Nasa interns look to apply space agency's technology when they return

Three Emirati students, the first non-US citizens to work as interns at Nasa, have described details of their projects at the US space agency.

ABU DHABI // Three Emirati students, the first non-US citizens to work as interns at Nasa, have described details of their projects at the US space agency. Shamma al Qassim, 19, a student at the American University of Sharjah, said she was analysing thermal data from satellites that could potentially be used to predict earthquakes by detecting stress in the Earth's crust. The stress leads to temperature increases that show up in satellite data. Ms al Qassim said her job was to download and examine these satellite images.

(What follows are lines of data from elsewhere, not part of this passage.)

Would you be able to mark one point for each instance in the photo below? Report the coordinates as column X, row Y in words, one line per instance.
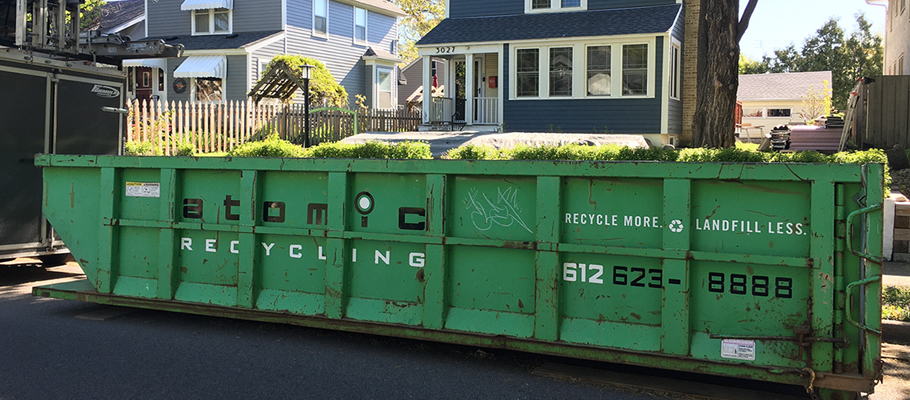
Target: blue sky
column 778, row 23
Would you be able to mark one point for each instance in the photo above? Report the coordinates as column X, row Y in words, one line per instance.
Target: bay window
column 635, row 69
column 587, row 70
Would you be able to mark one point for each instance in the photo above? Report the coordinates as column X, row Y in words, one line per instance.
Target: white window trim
column 393, row 103
column 579, row 91
column 585, row 76
column 670, row 80
column 555, row 6
column 366, row 27
column 314, row 32
column 192, row 84
column 211, row 31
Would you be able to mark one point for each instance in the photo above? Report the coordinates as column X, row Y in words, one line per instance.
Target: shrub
column 272, row 146
column 185, row 149
column 375, row 150
column 865, row 157
column 134, row 148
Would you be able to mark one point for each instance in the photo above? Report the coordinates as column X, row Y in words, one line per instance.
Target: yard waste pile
column 767, row 271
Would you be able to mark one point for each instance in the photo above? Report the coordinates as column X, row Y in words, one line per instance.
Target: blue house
column 229, row 42
column 586, row 66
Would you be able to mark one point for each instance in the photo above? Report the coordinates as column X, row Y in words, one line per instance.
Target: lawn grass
column 896, row 303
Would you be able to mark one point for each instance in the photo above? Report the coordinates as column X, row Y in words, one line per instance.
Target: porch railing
column 441, row 110
column 486, row 110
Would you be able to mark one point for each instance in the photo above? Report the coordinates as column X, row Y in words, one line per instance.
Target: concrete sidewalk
column 896, row 346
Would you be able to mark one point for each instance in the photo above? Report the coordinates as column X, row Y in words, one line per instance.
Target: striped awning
column 202, row 67
column 146, row 62
column 206, row 4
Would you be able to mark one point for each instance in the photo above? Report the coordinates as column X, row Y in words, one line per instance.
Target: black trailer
column 48, row 106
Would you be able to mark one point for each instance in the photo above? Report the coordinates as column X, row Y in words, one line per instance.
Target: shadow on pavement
column 17, row 274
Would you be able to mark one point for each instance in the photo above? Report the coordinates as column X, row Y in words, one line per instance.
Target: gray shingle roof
column 117, row 13
column 385, row 5
column 218, row 42
column 791, row 85
column 625, row 21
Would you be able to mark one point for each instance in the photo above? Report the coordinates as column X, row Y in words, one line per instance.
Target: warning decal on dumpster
column 143, row 189
column 738, row 349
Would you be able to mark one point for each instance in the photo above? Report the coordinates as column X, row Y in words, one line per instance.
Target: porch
column 473, row 100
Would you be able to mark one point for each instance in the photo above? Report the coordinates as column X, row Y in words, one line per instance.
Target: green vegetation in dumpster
column 137, row 148
column 896, row 303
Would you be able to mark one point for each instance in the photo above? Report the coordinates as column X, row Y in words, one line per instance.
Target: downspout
column 887, row 19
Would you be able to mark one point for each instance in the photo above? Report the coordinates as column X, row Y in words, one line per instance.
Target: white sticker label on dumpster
column 143, row 189
column 738, row 349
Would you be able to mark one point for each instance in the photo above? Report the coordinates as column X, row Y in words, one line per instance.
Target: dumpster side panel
column 744, row 268
column 72, row 200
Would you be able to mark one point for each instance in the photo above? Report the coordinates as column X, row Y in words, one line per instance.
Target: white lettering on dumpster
column 748, row 227
column 296, row 251
column 636, row 221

Although severe earthquakes are uncommon in the UAE, she said the technology and techniques had other applications for her home country. "When we come back, remote sensing has so many applications and we can use it in monitoring temperature fluctuations, detecting surface water, and it just has so many different things that you can use for research," she said. "The possibilities are almost unlimited."

The work in water-recycling technology has even more obvious applications in the UAE, said Hamad Rajab, 21, an electrical engineering major from UAE University. Mr Rajab's project involves developing a system that can process hygienic water for use in future manned Mars and Moon missions. Having already designed the electrical control system and worked on programming the sensors used in water tanks, he is now developing a wireless network that can transfer data from the sensors to the control system.

The project aims to reduce potable water consumption in Nasa missions by about 50 per cent, have zero net energy consumption by using solar photovoltaic panels and dramatically reduce maintenance costs, Mr Rajab said. "I would love to bring the technology back to the UAE. I look for two main things: saving the environment and sustaining the economy." In the UAE, that means reducing the amount of wasted water that is dumped with sewage and reducing the amount of money spent on desalination systems, which are expensive and a drain on the environment.

Hazza Bani Malek, 20, a Higher Colleges of Technology student from Ras al Khaimah, is working on an automation system for moderating temperature and pressure. His task is to analyse the code in the automation systems, fix any of its shortcomings, then implement it in sensors and electronic devices like gates and valves. One simple application of the system is in conveyor belts at supermarkets, said Mr Bani Malek, which operate according to the location of goods on the belt.

Even in the high-tech environment of the Ames Research Center in northern California where they work, the students said, their traditions and religion are never trampled. "Everything is available," said Mr Bani Malek. "We have halal food and whenever we want to do prayers I just ask my mentor for a break. It's not a big deal."